The participants’ maps have provided support for discussions between participants and a very interested public. Sessions with high-school pupils and university students have been particularly productive.
The project paradoxically found “disciplinary validation” at the International Festival of Geography in Saint-Dié des Vosges (exhibition at the Pierre Noël Museum in October 2014), where pupils, students, university professors and teachers valued the heuristic functions of the maps.
While the mediatisation of the project has made it possible to increase the dissemination of the “Crossing Maps” creations, the risk of aestheticisation remains forceful. Furthermore, displaying painful experiences and individuals’ emotional responses to them in no way guarantees a political response. Sometimes, it is quite the opposite. The mediatisation here nonetheless finds its origins in the evocative cartographic and audio material. The latter contrasts with some of the sensational images (often incriminating or re-victimizing) disseminated by the media, a situation that is often reinforced by administrations dealing with the right of asylum.
This cartographic and artistic experiment has explored new ways of approaching migratory experiences. Maps, drawings and audio recordings created during the workshop draw on polyphonic narrations that assist us in seeing and hearing the multiple points of view on contemporary border crossing and asylum.
Through our acts and practises, we sought to create conditions suitable for the transmission of knowledge and artistic production. The collaborations between researchers and artists have helped to shift and denaturalise the classical methods of inquiry in the social sciences. Geography, cartography and art here share a critical ambition. If “Crossing Maps” did not contribute to the administrative regularisation of its participants, nor to an acceleration of asylum seekers’ procedures, it nonetheless permitted a destabilisation of the sensational images of migration one finds in the media.
We also sought to give some depth to border lines and migratory arrows in order to promote a consideration of the politics of freedom of movement and the right of asylum. This is consideration is particularly important for a general public that is not necessarily very familiar with these questions and concepts.
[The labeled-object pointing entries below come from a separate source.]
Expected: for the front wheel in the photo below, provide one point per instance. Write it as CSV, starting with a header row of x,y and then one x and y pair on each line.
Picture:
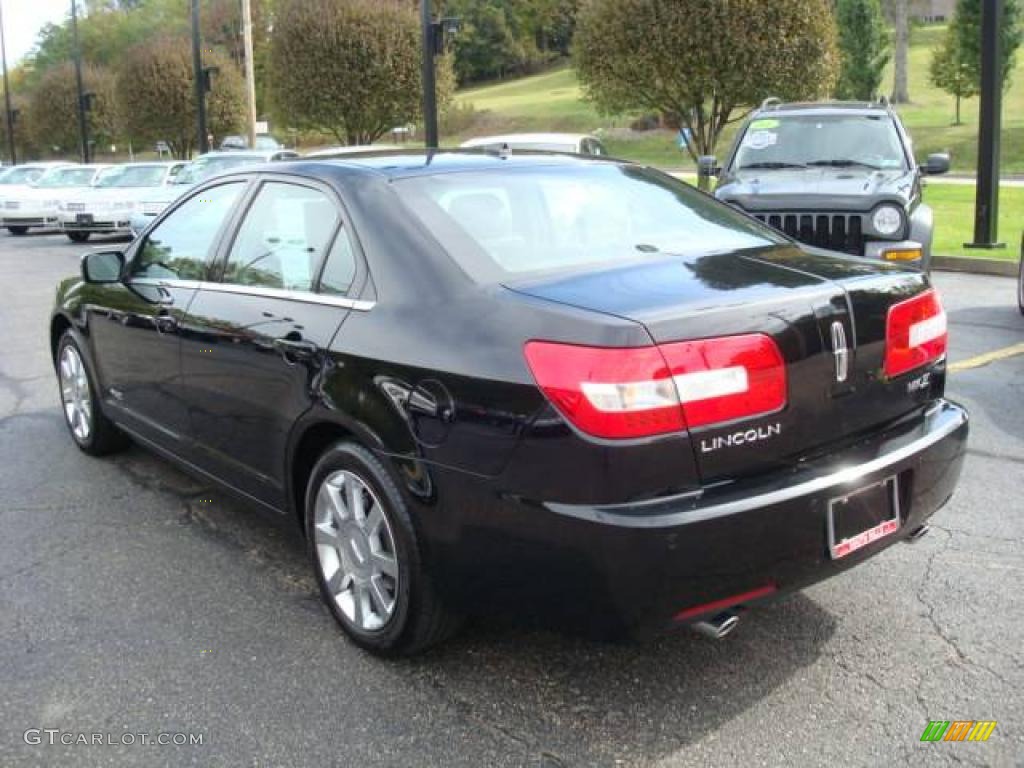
x,y
369,565
89,427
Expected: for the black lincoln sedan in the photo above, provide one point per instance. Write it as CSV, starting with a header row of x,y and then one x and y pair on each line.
x,y
573,387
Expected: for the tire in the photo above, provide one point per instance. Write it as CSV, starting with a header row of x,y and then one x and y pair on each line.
x,y
80,404
389,610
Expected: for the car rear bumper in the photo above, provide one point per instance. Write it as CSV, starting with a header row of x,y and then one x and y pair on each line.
x,y
647,566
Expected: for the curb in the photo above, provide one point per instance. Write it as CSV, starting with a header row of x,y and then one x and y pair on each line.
x,y
997,267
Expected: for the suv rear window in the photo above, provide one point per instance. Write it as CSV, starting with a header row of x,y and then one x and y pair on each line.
x,y
821,140
519,220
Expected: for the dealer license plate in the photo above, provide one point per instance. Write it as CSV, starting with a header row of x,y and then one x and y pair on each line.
x,y
862,517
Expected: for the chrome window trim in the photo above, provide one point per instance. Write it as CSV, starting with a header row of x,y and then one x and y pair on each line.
x,y
304,297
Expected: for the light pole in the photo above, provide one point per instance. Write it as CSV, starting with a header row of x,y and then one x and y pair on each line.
x,y
83,125
6,95
429,80
247,36
986,210
202,79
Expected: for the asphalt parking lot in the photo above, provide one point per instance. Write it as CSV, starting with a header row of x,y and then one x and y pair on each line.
x,y
134,599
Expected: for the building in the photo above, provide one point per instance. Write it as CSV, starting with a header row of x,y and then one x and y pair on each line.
x,y
933,10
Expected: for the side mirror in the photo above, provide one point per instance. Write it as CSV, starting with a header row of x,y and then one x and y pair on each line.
x,y
708,166
936,164
102,266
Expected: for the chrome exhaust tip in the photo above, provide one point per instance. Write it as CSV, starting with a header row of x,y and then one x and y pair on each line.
x,y
718,627
918,534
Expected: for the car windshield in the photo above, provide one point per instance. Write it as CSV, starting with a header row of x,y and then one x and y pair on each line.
x,y
20,175
869,141
136,175
66,177
202,168
531,219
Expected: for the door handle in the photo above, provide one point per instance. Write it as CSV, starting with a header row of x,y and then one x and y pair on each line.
x,y
166,323
295,349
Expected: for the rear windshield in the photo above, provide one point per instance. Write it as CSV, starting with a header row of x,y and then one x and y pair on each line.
x,y
519,220
67,177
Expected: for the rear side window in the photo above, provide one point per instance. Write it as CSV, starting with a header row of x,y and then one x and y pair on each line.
x,y
179,246
520,220
339,271
283,239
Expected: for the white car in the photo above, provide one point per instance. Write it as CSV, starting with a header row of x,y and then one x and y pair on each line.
x,y
36,205
107,207
570,143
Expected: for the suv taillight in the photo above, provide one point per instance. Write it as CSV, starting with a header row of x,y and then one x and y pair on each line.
x,y
915,333
638,392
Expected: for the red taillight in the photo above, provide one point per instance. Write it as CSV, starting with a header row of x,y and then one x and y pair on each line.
x,y
637,392
915,333
734,377
625,392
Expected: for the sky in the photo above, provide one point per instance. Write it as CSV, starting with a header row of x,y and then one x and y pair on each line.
x,y
24,18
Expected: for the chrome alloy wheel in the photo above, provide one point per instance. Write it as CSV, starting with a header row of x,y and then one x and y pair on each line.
x,y
75,394
355,551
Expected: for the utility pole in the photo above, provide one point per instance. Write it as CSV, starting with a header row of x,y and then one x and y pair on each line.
x,y
201,78
6,95
429,80
247,36
986,211
83,124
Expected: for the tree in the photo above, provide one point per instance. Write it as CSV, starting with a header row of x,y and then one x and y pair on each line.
x,y
53,108
901,23
863,45
955,66
968,25
653,55
349,68
156,90
949,72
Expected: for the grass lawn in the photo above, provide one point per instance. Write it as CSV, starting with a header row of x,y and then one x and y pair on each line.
x,y
953,205
553,101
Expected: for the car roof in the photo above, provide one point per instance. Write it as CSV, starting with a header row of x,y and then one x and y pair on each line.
x,y
536,138
411,163
823,108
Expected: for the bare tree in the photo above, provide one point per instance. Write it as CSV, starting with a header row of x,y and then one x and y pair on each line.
x,y
901,19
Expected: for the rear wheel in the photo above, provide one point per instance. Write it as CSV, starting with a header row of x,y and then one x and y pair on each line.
x,y
89,427
365,553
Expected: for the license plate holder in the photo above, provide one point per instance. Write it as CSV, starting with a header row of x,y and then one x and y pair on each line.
x,y
863,516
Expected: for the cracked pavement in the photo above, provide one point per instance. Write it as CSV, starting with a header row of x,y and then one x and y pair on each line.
x,y
134,598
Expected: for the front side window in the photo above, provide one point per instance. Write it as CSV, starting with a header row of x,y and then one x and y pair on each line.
x,y
869,141
180,246
284,238
521,220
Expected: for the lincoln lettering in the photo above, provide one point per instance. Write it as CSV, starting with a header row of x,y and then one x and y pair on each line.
x,y
708,444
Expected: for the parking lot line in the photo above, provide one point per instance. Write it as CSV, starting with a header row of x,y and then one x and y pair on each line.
x,y
983,359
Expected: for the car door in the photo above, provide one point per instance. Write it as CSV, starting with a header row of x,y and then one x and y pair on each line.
x,y
256,339
134,325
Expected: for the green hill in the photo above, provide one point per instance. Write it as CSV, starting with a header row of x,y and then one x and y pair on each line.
x,y
553,101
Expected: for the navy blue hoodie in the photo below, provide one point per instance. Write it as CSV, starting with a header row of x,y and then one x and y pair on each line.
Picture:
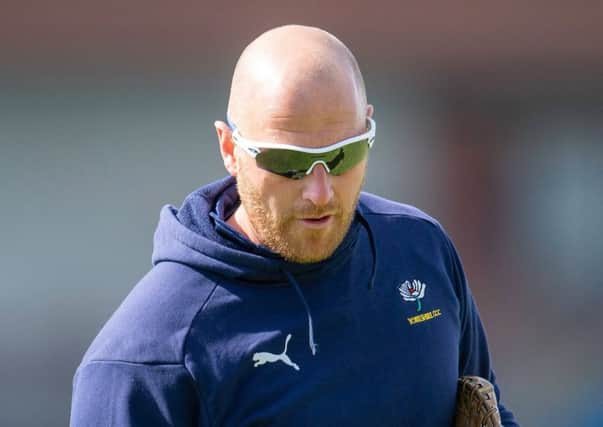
x,y
222,332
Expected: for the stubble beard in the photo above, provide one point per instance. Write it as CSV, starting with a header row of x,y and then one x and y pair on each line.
x,y
285,235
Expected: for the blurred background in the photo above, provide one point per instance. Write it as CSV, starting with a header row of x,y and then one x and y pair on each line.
x,y
489,118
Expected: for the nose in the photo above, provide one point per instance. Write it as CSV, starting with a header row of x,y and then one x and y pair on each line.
x,y
317,186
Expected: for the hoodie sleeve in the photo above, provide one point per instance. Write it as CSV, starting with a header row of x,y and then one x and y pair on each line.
x,y
474,354
115,393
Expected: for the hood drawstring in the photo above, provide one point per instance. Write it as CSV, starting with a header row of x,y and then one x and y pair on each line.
x,y
293,282
313,345
366,225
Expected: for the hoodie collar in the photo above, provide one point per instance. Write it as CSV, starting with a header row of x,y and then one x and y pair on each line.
x,y
197,235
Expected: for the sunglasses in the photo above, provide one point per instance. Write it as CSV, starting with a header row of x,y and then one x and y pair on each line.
x,y
296,162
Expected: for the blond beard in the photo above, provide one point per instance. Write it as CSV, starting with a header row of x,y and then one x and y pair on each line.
x,y
278,234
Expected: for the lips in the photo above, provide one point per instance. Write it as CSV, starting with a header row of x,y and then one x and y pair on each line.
x,y
317,222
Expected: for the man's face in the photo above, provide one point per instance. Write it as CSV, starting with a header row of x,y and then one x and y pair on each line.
x,y
303,220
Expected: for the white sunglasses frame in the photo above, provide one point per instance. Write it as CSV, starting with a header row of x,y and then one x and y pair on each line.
x,y
253,148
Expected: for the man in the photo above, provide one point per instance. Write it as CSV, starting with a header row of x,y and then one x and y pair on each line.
x,y
281,295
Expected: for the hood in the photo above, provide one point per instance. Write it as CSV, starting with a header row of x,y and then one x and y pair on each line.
x,y
196,235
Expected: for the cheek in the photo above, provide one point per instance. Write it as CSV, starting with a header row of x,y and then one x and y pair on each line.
x,y
280,194
348,185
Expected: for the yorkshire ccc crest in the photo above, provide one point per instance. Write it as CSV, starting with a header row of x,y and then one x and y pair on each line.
x,y
414,291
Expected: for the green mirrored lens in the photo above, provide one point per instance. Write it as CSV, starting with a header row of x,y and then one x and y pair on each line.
x,y
295,164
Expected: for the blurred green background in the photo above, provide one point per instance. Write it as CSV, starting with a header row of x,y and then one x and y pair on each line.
x,y
489,118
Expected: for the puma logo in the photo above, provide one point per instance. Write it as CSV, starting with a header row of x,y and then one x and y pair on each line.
x,y
265,357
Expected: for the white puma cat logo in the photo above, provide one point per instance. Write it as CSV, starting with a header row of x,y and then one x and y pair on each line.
x,y
265,357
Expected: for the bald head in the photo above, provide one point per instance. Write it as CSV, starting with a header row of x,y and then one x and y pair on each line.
x,y
296,79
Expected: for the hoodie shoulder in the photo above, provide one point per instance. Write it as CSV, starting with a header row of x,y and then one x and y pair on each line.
x,y
152,323
370,204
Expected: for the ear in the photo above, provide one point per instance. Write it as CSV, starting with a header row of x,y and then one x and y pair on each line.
x,y
370,110
227,147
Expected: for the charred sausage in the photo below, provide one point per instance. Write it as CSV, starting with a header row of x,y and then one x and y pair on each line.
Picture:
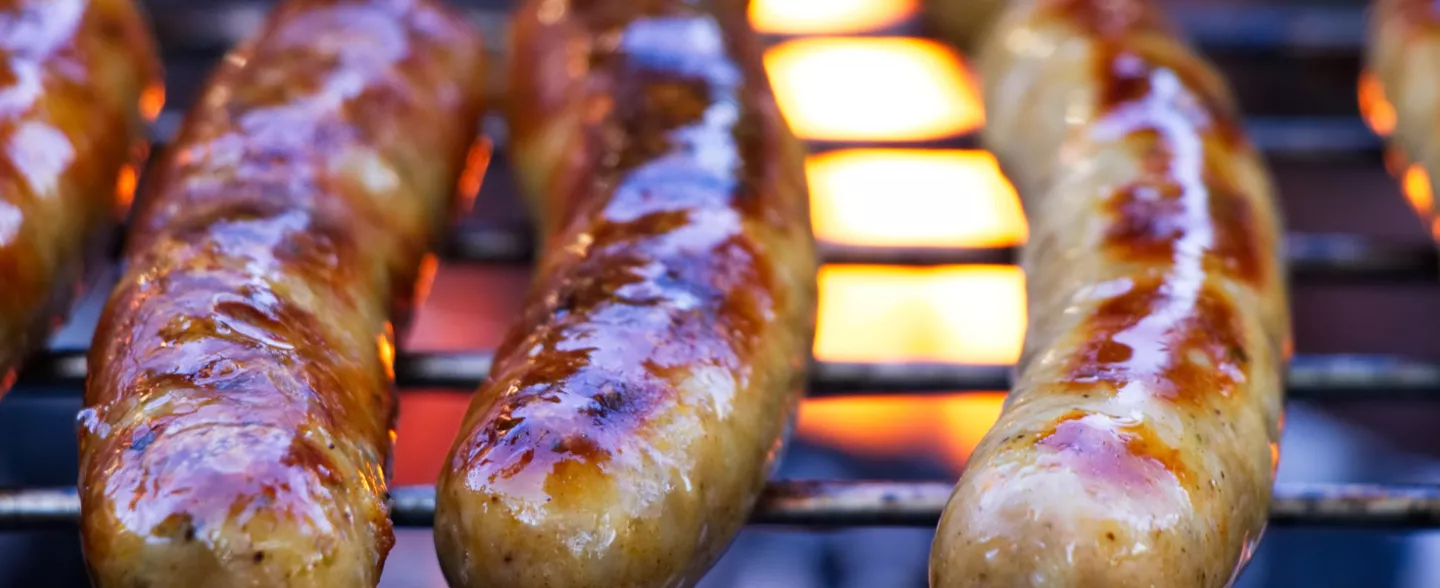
x,y
238,417
1138,446
962,23
74,77
1401,58
634,412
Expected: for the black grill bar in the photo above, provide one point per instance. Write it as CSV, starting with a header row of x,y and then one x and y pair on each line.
x,y
215,26
822,503
1311,378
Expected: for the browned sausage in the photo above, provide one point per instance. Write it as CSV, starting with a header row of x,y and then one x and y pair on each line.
x,y
72,79
1138,444
1403,56
238,417
962,22
632,415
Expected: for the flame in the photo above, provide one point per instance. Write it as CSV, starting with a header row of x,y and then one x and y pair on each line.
x,y
126,189
827,16
1416,183
902,425
1377,111
425,278
151,101
385,342
913,198
958,313
474,173
873,90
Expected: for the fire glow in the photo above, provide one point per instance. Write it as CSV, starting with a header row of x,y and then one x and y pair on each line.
x,y
873,90
827,18
932,198
956,314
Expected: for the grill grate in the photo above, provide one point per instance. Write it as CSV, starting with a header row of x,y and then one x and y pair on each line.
x,y
198,32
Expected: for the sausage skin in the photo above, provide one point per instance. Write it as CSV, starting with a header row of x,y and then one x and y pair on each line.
x,y
634,414
72,79
1403,54
1138,447
239,410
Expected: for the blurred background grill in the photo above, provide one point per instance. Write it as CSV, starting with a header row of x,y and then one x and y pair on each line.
x,y
922,309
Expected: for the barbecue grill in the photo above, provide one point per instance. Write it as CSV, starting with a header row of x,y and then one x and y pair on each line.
x,y
1293,67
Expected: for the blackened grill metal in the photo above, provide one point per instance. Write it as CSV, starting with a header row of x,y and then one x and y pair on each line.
x,y
202,30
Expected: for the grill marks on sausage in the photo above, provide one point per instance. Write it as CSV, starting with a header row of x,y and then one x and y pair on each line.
x,y
657,273
1119,453
1181,205
1170,343
293,209
68,124
1109,19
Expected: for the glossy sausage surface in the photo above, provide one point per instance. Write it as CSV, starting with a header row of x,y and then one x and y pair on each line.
x,y
1138,446
632,415
239,411
1403,90
74,79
The “workshop participants”, “drawers-cartographers”, and “artists” whose creations were exhibited have helped to shift the “asylum seeker” stereotype into something to study, question and subvert. This creative cartographic gesture also allowed for a methodological reconsideration within the worlds of science and art, as well as a reconsideration of the ways in which we communicate our stories.
In 2015, Sarah Mekdjian and Anne-Laure Amilhat Szary also published a blog post on the Géoconfluences website:
« Carte à la une : les frontières vues du sol et du ciel, navigation dans un itinéraire migratoire », February 2015.